What does this mean for a traditionally-written novel? Well, If on a Winter’s Night‘s Silas Flannery stresses as an author over the kind of stories he needs to be writing, and their overall relevance to the goings-on of the world. Does he crank out easy stories to make money, or does he write about things needing written? But, ironically, the Reader later finds a group of other readers in a library, and they all discuss the various reasons for reading. For enjoyment? For academic pursuits? No matter the author’s intent, the reader will choose what lens with which to read a book. Even a scholastically written book like Cloud Atlas could be read for enjoyment. Even a formulaic book, like murder mysteries, like Arthur Conan Doyle or Agatha Christie, can be studied.
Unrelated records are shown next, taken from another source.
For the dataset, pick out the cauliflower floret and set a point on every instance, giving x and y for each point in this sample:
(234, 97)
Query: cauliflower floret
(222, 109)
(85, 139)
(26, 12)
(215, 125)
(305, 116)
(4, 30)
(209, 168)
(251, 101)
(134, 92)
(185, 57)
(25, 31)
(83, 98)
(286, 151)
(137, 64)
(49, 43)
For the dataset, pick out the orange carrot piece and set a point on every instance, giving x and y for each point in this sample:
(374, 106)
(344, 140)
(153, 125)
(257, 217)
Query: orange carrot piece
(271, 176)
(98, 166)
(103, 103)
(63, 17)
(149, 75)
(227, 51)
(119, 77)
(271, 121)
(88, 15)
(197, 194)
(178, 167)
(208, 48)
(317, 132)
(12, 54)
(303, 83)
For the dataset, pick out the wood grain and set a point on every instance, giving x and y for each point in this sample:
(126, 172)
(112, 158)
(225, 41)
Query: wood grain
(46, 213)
As a writer, that simply means we must create a good story regardless of authorial intent. Even writing a socially relevant book or an experimental novel needs to be interesting enough to keep the reader invested, or else there’s no point to the story. Pretentious books along the lines of If on a Winter’s Night a Traveler gets us nowhere because its convoluted narrative makes it easy for the point to get lost. It may seem like stating the obvious, but it’s true. Stories do have power. They do have their own spark of magic. Maybe not to the degree that The Starless Sea implies, but that’s okay. As long as authors remember that their stories have power, that they are careful of the morals they sow within their readers, the influence that a novel can have on a person can be quite inspiring.